The Great Cemetery (Latvian: Lielie kapi; German: Großer Friedhof) was formerly the principal cemetery of Riga in Latvia, established in 1773. It was the main burial ground of the Baltic Germans in Latvia.

Extensive damage and removal of many headstones and graves by the Soviet authorities governing the Latvian SSR after 1945 led to the suspension of burials and the eventual conversion of the burial ground to a public park. Despite this, a significant number of old graves have survived.

The 22-hectare (54 acres) property is currently owned by the Rīga City Council, located in the Vizdeme suburb of Rīga, and crossed by Senču street.

It is somewhat impossible to accurately determine the exact number of interred due to damaged records, particularly by Soviet authorities. Despite damage throughout, combined with lack of tending to the property, many artistically valuable gravestones still survive, and reflect various artistic styles of their eras.

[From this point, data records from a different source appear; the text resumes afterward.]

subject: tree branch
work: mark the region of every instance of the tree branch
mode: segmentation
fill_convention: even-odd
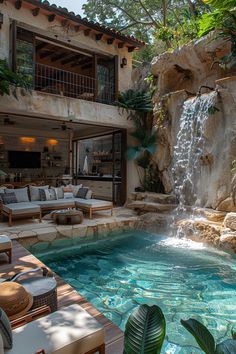
[[[122,11],[123,13],[125,13],[133,22],[136,22],[136,18],[134,18],[128,11],[126,11],[123,7],[121,7],[120,5],[114,4],[112,2],[108,2],[108,5],[111,5],[117,9],[119,9],[120,11]]]
[[[154,19],[154,17],[150,14],[150,12],[148,11],[148,9],[146,8],[146,6],[143,4],[142,0],[138,0],[139,4],[141,5],[142,9],[146,12],[146,14],[148,15],[148,17],[151,19],[153,25],[160,29],[161,26],[159,25],[159,23]]]
[[[127,30],[128,28],[131,28],[135,25],[145,25],[145,26],[153,26],[153,22],[142,22],[142,21],[136,21],[133,23],[130,23],[129,25],[119,29],[120,32]]]

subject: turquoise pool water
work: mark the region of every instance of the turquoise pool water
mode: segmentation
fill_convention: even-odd
[[[139,304],[159,305],[167,320],[163,353],[200,353],[181,318],[201,320],[219,340],[236,327],[233,255],[137,231],[34,253],[121,329]]]

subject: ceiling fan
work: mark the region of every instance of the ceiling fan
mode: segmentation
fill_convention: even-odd
[[[52,128],[53,130],[62,130],[63,132],[67,130],[73,130],[72,128],[68,127],[65,122],[63,122],[59,127]]]

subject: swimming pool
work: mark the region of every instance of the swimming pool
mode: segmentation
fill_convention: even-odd
[[[200,353],[181,318],[201,320],[220,340],[236,327],[233,255],[143,231],[65,246],[34,254],[121,329],[139,304],[159,305],[168,353]]]

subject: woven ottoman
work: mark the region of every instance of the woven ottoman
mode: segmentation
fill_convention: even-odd
[[[75,225],[83,222],[83,212],[79,210],[54,211],[52,219],[59,225]]]
[[[0,253],[5,253],[8,256],[9,263],[12,260],[12,242],[6,235],[0,235]]]

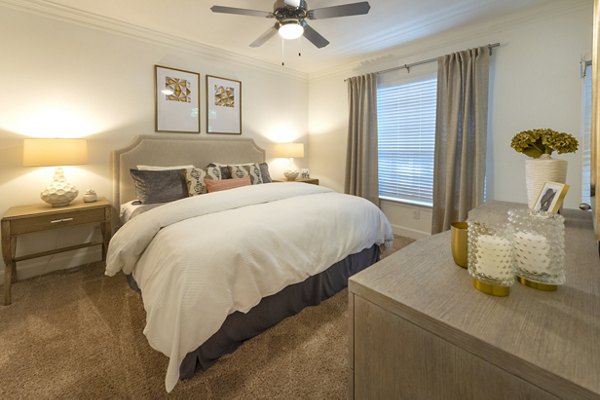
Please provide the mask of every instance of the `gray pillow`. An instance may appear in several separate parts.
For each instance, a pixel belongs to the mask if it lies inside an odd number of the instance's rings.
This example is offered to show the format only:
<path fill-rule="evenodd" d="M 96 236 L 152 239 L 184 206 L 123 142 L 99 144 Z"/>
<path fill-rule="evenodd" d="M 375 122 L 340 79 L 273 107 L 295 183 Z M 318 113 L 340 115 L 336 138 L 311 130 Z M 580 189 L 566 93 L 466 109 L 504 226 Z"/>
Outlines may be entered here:
<path fill-rule="evenodd" d="M 167 203 L 188 197 L 185 169 L 164 171 L 130 170 L 138 200 L 142 204 Z"/>
<path fill-rule="evenodd" d="M 271 179 L 271 174 L 269 173 L 269 164 L 266 162 L 261 162 L 258 164 L 260 168 L 260 175 L 262 176 L 263 183 L 271 183 L 273 179 Z"/>

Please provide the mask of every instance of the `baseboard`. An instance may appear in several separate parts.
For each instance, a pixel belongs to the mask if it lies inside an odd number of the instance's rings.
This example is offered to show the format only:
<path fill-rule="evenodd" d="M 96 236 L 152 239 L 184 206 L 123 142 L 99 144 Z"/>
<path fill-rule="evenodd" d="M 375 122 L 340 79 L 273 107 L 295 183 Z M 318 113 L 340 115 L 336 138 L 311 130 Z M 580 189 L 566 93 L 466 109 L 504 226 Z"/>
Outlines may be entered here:
<path fill-rule="evenodd" d="M 405 237 L 409 237 L 409 238 L 413 238 L 413 239 L 423 239 L 427 236 L 431 236 L 431 233 L 429 233 L 429 232 L 423 232 L 423 231 L 419 231 L 417 229 L 407 228 L 405 226 L 393 225 L 393 224 L 392 224 L 392 231 L 394 232 L 394 235 L 405 236 Z"/>
<path fill-rule="evenodd" d="M 21 281 L 23 279 L 45 275 L 50 272 L 89 264 L 101 259 L 102 250 L 100 246 L 95 246 L 94 248 L 79 249 L 55 254 L 49 257 L 40 257 L 34 260 L 21 261 L 17 264 L 17 277 Z M 0 284 L 4 284 L 4 273 L 0 274 Z"/>

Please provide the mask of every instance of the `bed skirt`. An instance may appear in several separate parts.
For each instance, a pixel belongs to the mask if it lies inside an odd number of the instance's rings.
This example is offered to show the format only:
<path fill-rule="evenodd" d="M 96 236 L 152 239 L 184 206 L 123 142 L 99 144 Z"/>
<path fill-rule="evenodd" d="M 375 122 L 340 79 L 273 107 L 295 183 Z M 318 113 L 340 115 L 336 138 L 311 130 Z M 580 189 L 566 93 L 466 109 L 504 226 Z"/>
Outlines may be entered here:
<path fill-rule="evenodd" d="M 307 306 L 315 306 L 348 286 L 348 278 L 374 264 L 379 259 L 379 246 L 351 254 L 325 271 L 303 282 L 287 286 L 278 293 L 263 298 L 247 313 L 234 312 L 221 328 L 196 350 L 188 353 L 179 367 L 180 379 L 191 378 L 204 371 L 221 356 L 233 352 L 244 341 L 259 335 L 283 319 L 297 314 Z M 131 275 L 130 286 L 139 291 Z"/>

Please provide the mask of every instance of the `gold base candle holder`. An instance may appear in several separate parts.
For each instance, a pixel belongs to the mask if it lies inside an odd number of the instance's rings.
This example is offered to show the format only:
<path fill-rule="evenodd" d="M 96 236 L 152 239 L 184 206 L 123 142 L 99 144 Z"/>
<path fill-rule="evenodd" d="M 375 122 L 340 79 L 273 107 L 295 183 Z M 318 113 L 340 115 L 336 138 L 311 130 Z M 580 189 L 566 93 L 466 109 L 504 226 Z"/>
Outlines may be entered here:
<path fill-rule="evenodd" d="M 510 229 L 505 224 L 469 222 L 468 241 L 473 286 L 492 296 L 508 296 L 515 282 Z"/>
<path fill-rule="evenodd" d="M 492 296 L 505 297 L 510 293 L 510 287 L 508 286 L 497 286 L 489 283 L 482 282 L 478 279 L 473 279 L 473 287 L 475 289 Z"/>
<path fill-rule="evenodd" d="M 566 281 L 564 218 L 558 214 L 511 209 L 517 281 L 554 291 Z"/>
<path fill-rule="evenodd" d="M 530 281 L 529 279 L 523 278 L 522 276 L 517 276 L 517 282 L 519 282 L 522 285 L 529 286 L 530 288 L 544 290 L 546 292 L 554 292 L 556 289 L 558 289 L 557 285 L 549 285 L 547 283 Z"/>

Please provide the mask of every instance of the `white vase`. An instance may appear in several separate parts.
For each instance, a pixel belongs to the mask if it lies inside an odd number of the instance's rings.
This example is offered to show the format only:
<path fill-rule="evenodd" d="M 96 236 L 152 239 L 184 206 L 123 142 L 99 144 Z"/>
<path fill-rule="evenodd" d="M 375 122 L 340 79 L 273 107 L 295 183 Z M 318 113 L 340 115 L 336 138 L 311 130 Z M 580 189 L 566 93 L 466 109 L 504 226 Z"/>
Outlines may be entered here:
<path fill-rule="evenodd" d="M 567 161 L 554 160 L 548 154 L 540 158 L 525 160 L 527 184 L 527 202 L 533 208 L 545 182 L 565 183 L 567 180 Z"/>
<path fill-rule="evenodd" d="M 42 191 L 40 197 L 52 207 L 66 207 L 72 202 L 79 190 L 65 179 L 61 167 L 54 170 L 54 180 Z"/>

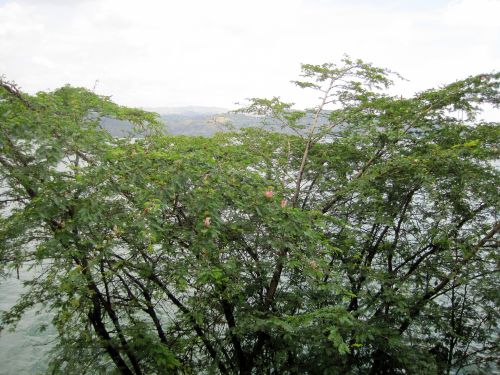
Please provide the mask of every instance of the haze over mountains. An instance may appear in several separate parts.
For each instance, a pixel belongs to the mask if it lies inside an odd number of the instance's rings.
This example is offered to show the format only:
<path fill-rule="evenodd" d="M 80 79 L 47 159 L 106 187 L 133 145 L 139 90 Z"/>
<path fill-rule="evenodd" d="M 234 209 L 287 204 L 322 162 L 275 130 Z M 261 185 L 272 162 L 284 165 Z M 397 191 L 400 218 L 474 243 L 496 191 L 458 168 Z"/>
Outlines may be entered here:
<path fill-rule="evenodd" d="M 188 114 L 205 114 L 216 115 L 220 113 L 229 112 L 229 109 L 222 107 L 205 107 L 205 106 L 181 106 L 181 107 L 148 107 L 144 108 L 146 111 L 156 112 L 160 115 L 188 115 Z"/>
<path fill-rule="evenodd" d="M 225 108 L 187 106 L 145 109 L 158 113 L 165 123 L 165 132 L 174 135 L 210 136 L 219 131 L 261 125 L 257 117 L 230 112 Z M 125 136 L 132 130 L 130 123 L 115 119 L 104 119 L 102 125 L 116 137 Z"/>
<path fill-rule="evenodd" d="M 264 127 L 267 130 L 294 133 L 290 129 L 283 128 L 276 119 L 251 114 L 235 113 L 226 108 L 186 106 L 186 107 L 156 107 L 144 108 L 150 112 L 160 115 L 164 123 L 166 134 L 172 135 L 192 135 L 209 137 L 217 132 L 237 131 L 249 127 Z M 329 111 L 325 111 L 318 119 L 319 124 L 328 123 Z M 307 129 L 308 124 L 313 121 L 313 114 L 307 113 L 298 121 L 303 129 Z M 124 137 L 132 131 L 132 125 L 126 121 L 110 118 L 102 120 L 101 125 L 112 136 Z M 338 131 L 341 127 L 334 129 Z M 305 130 L 304 130 L 305 131 Z M 298 132 L 303 132 L 298 130 Z"/>

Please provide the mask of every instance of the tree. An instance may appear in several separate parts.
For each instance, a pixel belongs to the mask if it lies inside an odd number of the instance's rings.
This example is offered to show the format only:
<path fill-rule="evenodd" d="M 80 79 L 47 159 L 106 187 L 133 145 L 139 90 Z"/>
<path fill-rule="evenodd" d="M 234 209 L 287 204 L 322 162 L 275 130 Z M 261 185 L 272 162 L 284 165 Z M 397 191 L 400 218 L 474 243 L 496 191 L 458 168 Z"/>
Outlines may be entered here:
<path fill-rule="evenodd" d="M 39 269 L 2 322 L 54 312 L 49 373 L 494 369 L 499 127 L 475 116 L 499 74 L 401 98 L 360 60 L 302 68 L 316 108 L 242 110 L 295 134 L 212 138 L 2 81 L 0 256 Z"/>

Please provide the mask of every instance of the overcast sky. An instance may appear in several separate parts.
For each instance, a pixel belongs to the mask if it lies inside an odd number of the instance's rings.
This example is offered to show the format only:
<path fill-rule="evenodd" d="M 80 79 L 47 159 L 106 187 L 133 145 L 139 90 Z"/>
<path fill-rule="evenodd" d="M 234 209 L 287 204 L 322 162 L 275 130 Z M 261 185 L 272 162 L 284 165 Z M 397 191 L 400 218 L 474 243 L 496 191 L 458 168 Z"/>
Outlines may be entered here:
<path fill-rule="evenodd" d="M 300 63 L 344 53 L 402 74 L 404 94 L 498 70 L 499 19 L 498 0 L 0 0 L 0 74 L 130 106 L 310 105 Z"/>

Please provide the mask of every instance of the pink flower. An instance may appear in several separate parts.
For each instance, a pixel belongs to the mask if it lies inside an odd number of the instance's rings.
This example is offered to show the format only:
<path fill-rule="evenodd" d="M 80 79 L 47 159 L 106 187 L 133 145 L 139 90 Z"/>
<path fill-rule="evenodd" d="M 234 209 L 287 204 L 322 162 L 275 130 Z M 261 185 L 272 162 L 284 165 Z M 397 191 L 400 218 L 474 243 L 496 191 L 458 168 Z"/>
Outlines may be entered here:
<path fill-rule="evenodd" d="M 271 199 L 273 197 L 273 191 L 271 189 L 269 190 L 266 190 L 265 193 L 264 193 L 264 196 L 267 198 L 267 199 Z"/>
<path fill-rule="evenodd" d="M 285 208 L 288 205 L 288 201 L 286 199 L 282 199 L 280 202 L 281 208 Z"/>
<path fill-rule="evenodd" d="M 207 216 L 205 220 L 203 220 L 203 225 L 205 228 L 208 228 L 210 226 L 210 216 Z"/>

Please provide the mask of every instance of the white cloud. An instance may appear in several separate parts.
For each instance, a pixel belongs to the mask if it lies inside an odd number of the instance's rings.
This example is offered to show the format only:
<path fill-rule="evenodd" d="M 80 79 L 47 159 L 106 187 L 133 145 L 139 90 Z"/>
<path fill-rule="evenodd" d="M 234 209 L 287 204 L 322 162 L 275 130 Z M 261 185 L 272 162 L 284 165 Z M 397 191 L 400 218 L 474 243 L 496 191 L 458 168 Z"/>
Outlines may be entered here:
<path fill-rule="evenodd" d="M 122 104 L 228 107 L 272 95 L 310 104 L 289 84 L 299 64 L 344 52 L 402 73 L 405 93 L 499 66 L 498 1 L 356 4 L 8 0 L 0 73 L 28 91 L 99 80 Z"/>

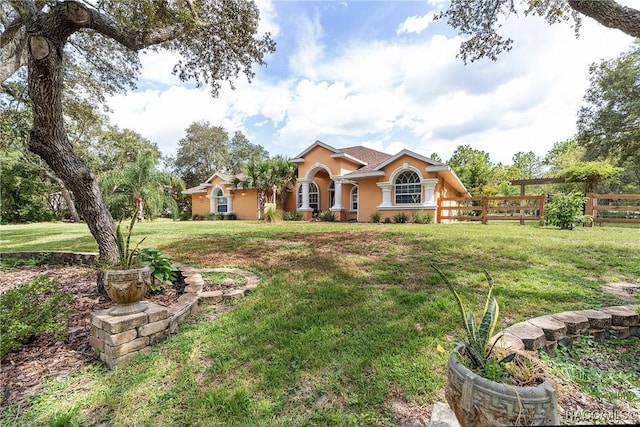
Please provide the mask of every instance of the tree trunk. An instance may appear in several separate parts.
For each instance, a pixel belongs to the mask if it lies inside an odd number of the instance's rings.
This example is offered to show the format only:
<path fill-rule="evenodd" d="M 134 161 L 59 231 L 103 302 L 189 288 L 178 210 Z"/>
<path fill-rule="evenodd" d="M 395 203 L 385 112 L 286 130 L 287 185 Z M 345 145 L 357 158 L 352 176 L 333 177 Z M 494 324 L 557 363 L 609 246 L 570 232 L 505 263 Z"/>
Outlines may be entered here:
<path fill-rule="evenodd" d="M 65 204 L 67 205 L 67 209 L 69 209 L 69 215 L 71 216 L 71 220 L 73 222 L 80 222 L 80 215 L 78 215 L 78 211 L 76 210 L 76 205 L 71 198 L 71 193 L 67 190 L 67 187 L 64 185 L 64 181 L 60 178 L 49 172 L 45 169 L 44 173 L 52 180 L 54 180 L 58 187 L 60 187 L 60 194 L 62 194 L 62 198 L 64 199 Z"/>
<path fill-rule="evenodd" d="M 49 17 L 51 18 L 51 17 Z M 53 21 L 53 22 L 52 22 Z M 35 22 L 29 28 L 29 97 L 33 104 L 33 129 L 29 150 L 40 156 L 76 198 L 77 208 L 98 242 L 100 261 L 118 262 L 113 218 L 95 175 L 75 154 L 62 116 L 62 50 L 75 31 L 66 22 Z"/>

Between 1771 and 1772, Catherine the Great, empress of the Russian Empire, decreed that no-one, regardless of their social standing or class origins, was to be buried in a church crypt or churchyard; all burials were to take place in the new cemeteries to be built throughout the entire Russian empire, which were to be located outside town boundaries. These measures were intended to overcome the congestion of urban church crypts and graveyards, and were prompted by a number of outbreaks of highly contagious diseases linked to inadequate burial practices in urban areas, especially the black plague which had led to the Plague Riot in Moscow in 1771.

Against this background the Great Cemetery in Riga was founded in 1773. It served as a burial ground for over 170 years for almost all Baltic Germans who died in the city between 1773 and 1944. Additionally, numerous Latvians of upper social status were buried there as well. The cemetery was divided into three section: Lutheran, Roman Catholic, and Orthodox Christian.

One of the first to be (re-)buried there was the founder of the city, Albert of Riga, whose remains were exhumed from one of the city's main churches and transferred to the cemetery in 1773.

Burials at the cemetery were drastically reduced after Hitler's forced transfer, under the Molotov–Ribbentrop Pact, of tens of thousands of Baltic Germans from Latvia in late 1939 to occupied areas in western Poland.